Felchowsee

Der Felchowsee ist hydrographisch ein Flachsee von maximal 3 m Tiefe mit einem kleinen Einzugsbereich und besitzt keinen natürlichen oberirdischen Ab- oder Zufluss. Er wird fischereiwirtschaftlich genutzt. Seine Vegetation wird von Schwimmblattgesellschaften, insbesondere von See- und Teichrosen, von Schilf und Röhricht bestimmt. In den letzten Jahren haben sich auch eine Reihe von Laichkräutern wieder eingefunden. Der Schilfgürtel erreicht am Nord- und am Westufer seine größte Ausdehnung. An den Uferzonen sind Großseggen-Riede, Weidengebüsche und Erlenwaldfragmente anzutreffen.

Bei Sommerniedrigwasser wachsen auf den freigefallenen Schlammflächen im Uferbereich große Bestände des gelbblühenden, dick und zottig behaarten Moor-Greiskrautes (Senecio congestus).

Der FelchowseeAm Ufer

Im Übergangsbereich zu einem flachen Höhenrücken, dem Schwalbenwerder, hat ein gut entwickelter Bestand eines Birken-Stieleichenwaldes alle Rodungen überstanden und präsentiert sich heute mit mächtigen Altbäumen und einer gut entwickelten Bodenflora.

Auf dem Schwalbenwerder und im Bereich des alten Abgrabungsgeländes hat sich ein artenreicher Sandtrockenrasen vom Typ eines Ohrlöffel - Leimkraut - Schafschwingelrasens entwickelt. Hier finden wir auch die Wiesen-Kuhschelle (Pulsatilla pratensis), die oft bereits im April ihre purpur- bis schwarzvioletten Blüten öffnet und im Mai bis Juni ihre gefiederten Fruchtstände in die Höhe reckt. Wiesen-Salbei (Salvia pratensis), die blauen Blütenähren des Ährigen Blauweiderichs, verschiedene Nelkenarten und eine reiche Flechtenflora am Boden ergeben ein buntes Bild.

Auch die Wiesenflächen rechts und links des Fischerbootsteges beginnen sich nach vielen Jahren der intensiven Nutzung wieder zu einschürigen Mähwiesen zu regenerieren.

 

Die Vogelwelt

Die Vogelfauna des Felchowsees und seiner Umgebung ist besonders artenreich. Hervorzuheben sind als Brutvögel vor allem die Bewohner des Schilfes und mehrere Entenarten.

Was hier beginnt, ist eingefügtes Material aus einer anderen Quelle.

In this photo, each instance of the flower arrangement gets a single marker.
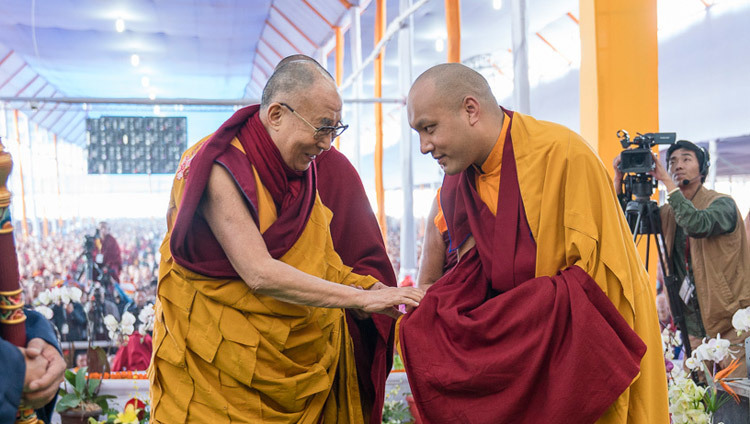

Mitunter gelingt sogar die Beobachtung von Rothalstaucher (Podiceps grisegena), Kranich (Grus grus), Rohrschwirl (Locustella luscinioides), Bartmeise (Panurus biarmicus) oder Blaukehlchen (Luscinia svecica). Trauerseeschwalben (Chlidonias niger) jagen über der Wasserfläche, und See- und Fischadler (Haliaeetus albicilla, Pandion haliaetus) sind regelmäßig anzutreffen.

Auch als Rastgebiet hat der Felchowsee, vor allem im Sommer und im Herbst, herausragende Bedeutung. Haubentaucher (Podiceps cristatus), Saat-, Bless- und Graugänse (Anser fabalis, Anser albifrons, Anser anser) sind regelmäßig zu beobachten, ebenso Schnatter-, Löffel- und Schellenten (Anas strepera, Anas clypeata, Bucephala clangula) sowie Zwerg- und Gänsesäger (Mergellus albellus, Mergus merganser). Saat- und Blessgänse finden sich vor allem im Herbst auf ihren Schlafplätzen im Felchowseegebiet ein, die Graugans ist im Spätsommer am häufigsten, wenn die Vögel aus ihren Mausergebieten zurückkehren. Der abendliche Einflug von tausenden Bless- und Saatgänsen zum See ist im Oktober und November ein beeindruckendes Naturschauspiel. Für die Löffelente dürfte der Felchowsee im Herbst das bedeutendste Rastgebiet in Brandenburg sein.

Als Überwinterungsgewässer erlangt der Felchowsee dagegen keine große Bedeutung, weil er wegen seiner geringen Tiefe früh zufriert.